И вот тут изнутри тела Гены поднялось чужое. Не моё, и не Максово даже — Генино, его собственное, спрятанное где-то под рёбрами с самого детства. Шестилетнее. Кухня в той маленькой квартире, где они с матерью жили до Серпухова, в Алексине, на улице Ленина, кажется, дом девятнадцать, второй этаж. Стол, клеёнка не в синюю клетку, как у бабушки, а в жёлтую, в мелкий такой ромбик. Мама режет лук, отвернувшись к окну, чтобы не видно было слёз — ну, лук же, чего тут такого. И мальчишка в синих колготках с вытянутыми коленками, с машинкой в руке (по-моему, «москвичок» жестяной, советский ещё), у её ноги.

— Мам. А папа когда приедет?

Я даже звук этого голоса услышал.

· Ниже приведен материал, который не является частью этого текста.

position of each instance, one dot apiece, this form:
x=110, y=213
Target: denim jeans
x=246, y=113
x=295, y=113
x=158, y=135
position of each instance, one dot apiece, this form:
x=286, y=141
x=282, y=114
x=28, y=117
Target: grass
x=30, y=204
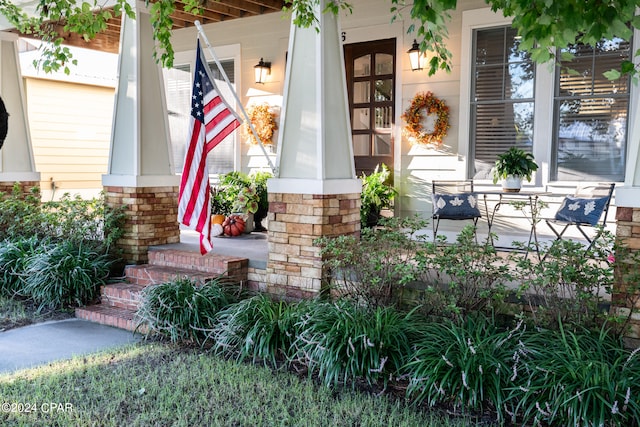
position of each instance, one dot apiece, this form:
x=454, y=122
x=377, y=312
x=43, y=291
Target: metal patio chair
x=453, y=200
x=586, y=210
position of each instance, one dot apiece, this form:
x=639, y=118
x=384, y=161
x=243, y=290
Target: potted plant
x=512, y=166
x=377, y=194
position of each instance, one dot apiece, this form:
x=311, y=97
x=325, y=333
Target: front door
x=370, y=71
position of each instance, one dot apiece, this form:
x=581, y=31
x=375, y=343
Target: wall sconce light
x=262, y=70
x=415, y=56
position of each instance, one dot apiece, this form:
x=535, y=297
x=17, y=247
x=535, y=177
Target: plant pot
x=248, y=221
x=512, y=184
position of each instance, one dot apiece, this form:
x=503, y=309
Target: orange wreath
x=424, y=104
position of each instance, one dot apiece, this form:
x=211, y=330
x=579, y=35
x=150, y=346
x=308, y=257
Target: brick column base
x=626, y=295
x=294, y=266
x=150, y=213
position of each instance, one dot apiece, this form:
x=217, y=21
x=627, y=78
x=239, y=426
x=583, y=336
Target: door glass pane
x=384, y=117
x=384, y=90
x=384, y=63
x=362, y=66
x=361, y=92
x=360, y=118
x=382, y=145
x=361, y=145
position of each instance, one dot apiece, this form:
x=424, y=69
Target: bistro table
x=519, y=200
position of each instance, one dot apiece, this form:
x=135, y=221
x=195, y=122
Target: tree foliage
x=546, y=26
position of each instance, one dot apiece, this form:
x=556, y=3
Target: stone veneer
x=628, y=231
x=294, y=266
x=150, y=218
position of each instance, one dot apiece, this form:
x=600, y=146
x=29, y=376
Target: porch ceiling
x=214, y=11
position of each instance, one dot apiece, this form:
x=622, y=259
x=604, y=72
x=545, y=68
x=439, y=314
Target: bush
x=258, y=328
x=183, y=310
x=344, y=342
x=577, y=378
x=568, y=287
x=65, y=274
x=374, y=269
x=465, y=364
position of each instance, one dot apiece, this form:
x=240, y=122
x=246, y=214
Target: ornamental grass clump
x=345, y=343
x=577, y=378
x=258, y=328
x=65, y=274
x=183, y=310
x=468, y=365
x=14, y=256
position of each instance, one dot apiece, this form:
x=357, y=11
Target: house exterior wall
x=70, y=130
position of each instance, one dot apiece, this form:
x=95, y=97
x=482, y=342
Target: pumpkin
x=233, y=226
x=216, y=229
x=217, y=219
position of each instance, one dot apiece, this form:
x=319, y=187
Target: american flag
x=212, y=120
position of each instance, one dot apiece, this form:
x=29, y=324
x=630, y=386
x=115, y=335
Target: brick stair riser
x=145, y=276
x=216, y=265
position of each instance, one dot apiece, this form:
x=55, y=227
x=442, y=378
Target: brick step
x=145, y=275
x=215, y=264
x=111, y=316
x=122, y=295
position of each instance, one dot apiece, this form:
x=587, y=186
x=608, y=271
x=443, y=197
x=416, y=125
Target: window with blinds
x=178, y=83
x=590, y=114
x=502, y=98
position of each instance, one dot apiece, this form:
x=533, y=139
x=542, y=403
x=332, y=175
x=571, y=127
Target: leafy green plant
x=569, y=287
x=184, y=309
x=374, y=268
x=469, y=276
x=65, y=274
x=258, y=328
x=515, y=162
x=344, y=342
x=14, y=257
x=576, y=378
x=377, y=194
x=465, y=364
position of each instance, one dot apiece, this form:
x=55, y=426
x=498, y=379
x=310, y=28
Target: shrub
x=469, y=276
x=344, y=342
x=568, y=287
x=65, y=274
x=258, y=328
x=577, y=378
x=465, y=364
x=183, y=310
x=14, y=256
x=374, y=268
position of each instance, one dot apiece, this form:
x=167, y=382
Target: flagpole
x=244, y=112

Тонкий, без обиды, без капризов, без претензий — просто вопрос, ровно как «мам, а суп когда» или «мам, а гулять когда». Что мама ответила, я не помнил, хоть убей. Может, и не отвечала вовсе. Может, отрезала ещё кусок лука и пустила воду из крана погромче. Память Гены тут обрывалась, как старая магнитофонная плёнка на стыке.

Я открыл рот. Закрыл. Воздух вышел не туда, попал куда-то не в то горло, я кашлянул в кулак, как в детстве, когда подавишься компотом за обедом.

— Я перезвоню.

Сказал — и нажал на отбой раньше, чем услышал ответ. Не потому что хотел грубо, господи, нет. Потому что если бы он сейчас ответил «хорошо, жду» или, не дай бог, «спасибо вам», я бы тут и остался сидеть с этим телефоном до самого обеда, или даже до вечера.

Опустил руку с телефоном на бедро, на джинсу, и долго смотрел в лобовое. На стекле снаружи был след от какой-то птицы, наверное голубя — я с утра не заметил, а сейчас вот разглядывал его так, словно в нём весь смысл. На экране горело: «+7 (495)…. (Москва), входящий, 07:42». Семь минут сорок две секунды, за которые утро перестало быть утром и стало чем-то отдельным, со своей собственной датой, с собственным флажком в календаре жизни.